Coping with Prematurity After the NICU

Tips for parents transitioning home from the NICU.

Interview with Jeff Stimpson and Jill Stimpson by Allison Martin

What was the hardest change during the transition home from the hospital?

Finding ourselves overwhelmed with a demanding medical schedule: visits, medications, handling oxygen (and later the feeding pump). Jill wishes we had demanded 24-hour nursing the first week he was home. We didn't understand all the medications. We found ourselves not knowing as much as we needed to about oxygen. Our first hospital just cut us loose in December of 1998. Our second hospital, six months later, didn't send us home until they'd lined up all his medications on a table and made us go over the daily dosages, one by one. And THAT hospital was operating in the middle of the blackout!

Was it easy to find the help you needed in raising your child, and answering your questions?

It got easier as Alex got older and less medically intensive. Early Intervention had kicked in, and we usually had some therapists around. Jill found that Alex's first speech therapist was not particularly helpful, and was evasive in answering questions about communication and speech. In retrospect, we think that therapist must have felt Alex was a very poor communicator, and she should have referred him for more services for early signs of autism. But our special educator was terrific. Helpful and encouraging (without being false), and he taught Alex many things. His opinions continued to be critical right up to kindergarten, when he referred Alex to a class and teacher he happened to know and who he thought was right for Alex.

Our families weren't much help. Jill's mother was very ill and tired; Jeff's family lives far away. When Alex was about 3, we found a support group for parents of medically fragile (and often delayed) children and that was a help. We wish we'd found it, and others like it, earlier.

What advice would you have for parents of preemies?

Don't just trust your doctors. Find doctors you trust.

Find a helpful community - support group of other parents, helpful therapists and special educators, sympathetic family members, when possible - and use them. We wish we'd thanked our helpful therapists earlier and more generously. Jill recalls being "so out of it" that it didn't occur to her to give Barnes & Noble gift certificates at Christmas for a couple of years, but then we tried to make up for it (especially to the special education guy, who remains very special to us).

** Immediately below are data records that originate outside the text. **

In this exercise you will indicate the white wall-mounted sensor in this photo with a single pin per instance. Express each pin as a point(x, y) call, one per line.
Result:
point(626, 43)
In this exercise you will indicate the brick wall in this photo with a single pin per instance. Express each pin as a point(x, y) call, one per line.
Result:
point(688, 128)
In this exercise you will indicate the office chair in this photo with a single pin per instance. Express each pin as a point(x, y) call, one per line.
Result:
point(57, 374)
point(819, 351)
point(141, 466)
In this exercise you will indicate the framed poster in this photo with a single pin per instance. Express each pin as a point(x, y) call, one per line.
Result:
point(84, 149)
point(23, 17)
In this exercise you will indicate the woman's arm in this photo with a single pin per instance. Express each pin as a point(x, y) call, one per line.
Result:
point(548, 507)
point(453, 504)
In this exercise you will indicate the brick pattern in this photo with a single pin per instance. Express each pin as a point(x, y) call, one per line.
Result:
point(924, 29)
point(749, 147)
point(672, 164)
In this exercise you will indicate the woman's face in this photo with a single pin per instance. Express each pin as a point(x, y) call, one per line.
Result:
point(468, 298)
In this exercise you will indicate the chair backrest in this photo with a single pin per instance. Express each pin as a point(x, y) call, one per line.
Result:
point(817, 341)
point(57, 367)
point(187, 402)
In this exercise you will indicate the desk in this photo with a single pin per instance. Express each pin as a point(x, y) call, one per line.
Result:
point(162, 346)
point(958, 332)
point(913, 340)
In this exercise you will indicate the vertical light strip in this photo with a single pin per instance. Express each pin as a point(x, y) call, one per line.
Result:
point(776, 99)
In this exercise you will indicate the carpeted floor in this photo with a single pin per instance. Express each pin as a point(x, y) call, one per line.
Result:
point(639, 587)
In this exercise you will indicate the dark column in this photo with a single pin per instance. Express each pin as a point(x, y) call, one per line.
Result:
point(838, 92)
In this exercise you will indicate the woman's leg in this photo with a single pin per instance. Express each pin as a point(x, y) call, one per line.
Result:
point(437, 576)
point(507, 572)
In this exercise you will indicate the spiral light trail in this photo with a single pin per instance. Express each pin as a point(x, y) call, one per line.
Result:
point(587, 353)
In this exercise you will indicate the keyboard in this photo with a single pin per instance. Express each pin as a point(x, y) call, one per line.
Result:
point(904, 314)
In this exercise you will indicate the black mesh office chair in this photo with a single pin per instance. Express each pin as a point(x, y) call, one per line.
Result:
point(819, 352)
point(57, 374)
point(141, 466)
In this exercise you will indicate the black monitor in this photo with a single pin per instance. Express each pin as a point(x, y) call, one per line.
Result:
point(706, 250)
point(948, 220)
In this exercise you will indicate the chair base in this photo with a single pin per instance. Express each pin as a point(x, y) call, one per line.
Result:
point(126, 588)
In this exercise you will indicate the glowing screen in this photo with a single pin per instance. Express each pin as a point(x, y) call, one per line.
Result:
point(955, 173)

If you're feeling overwhelmed and frightened, reach out. Lean on doctors when possible and service coordinators. Insist on respite (medically trained, if necessary). Take time out to recharge. All the old tired advice (take a walk, or a nap; see a movie; go shopping) is true! If your baby comes home from the hospital and requires medical upkeep, it's vital to stay alert. If you're not getting enough rest, demand that service coordinators and doctors get you the help you need. Medical orders can be written for nursing; service coordinators can arrange for respite.

Jeff Stimpson is the father of a preemie, who is eventually diagnosed as autistic. He has written several humorous and touching books about his son.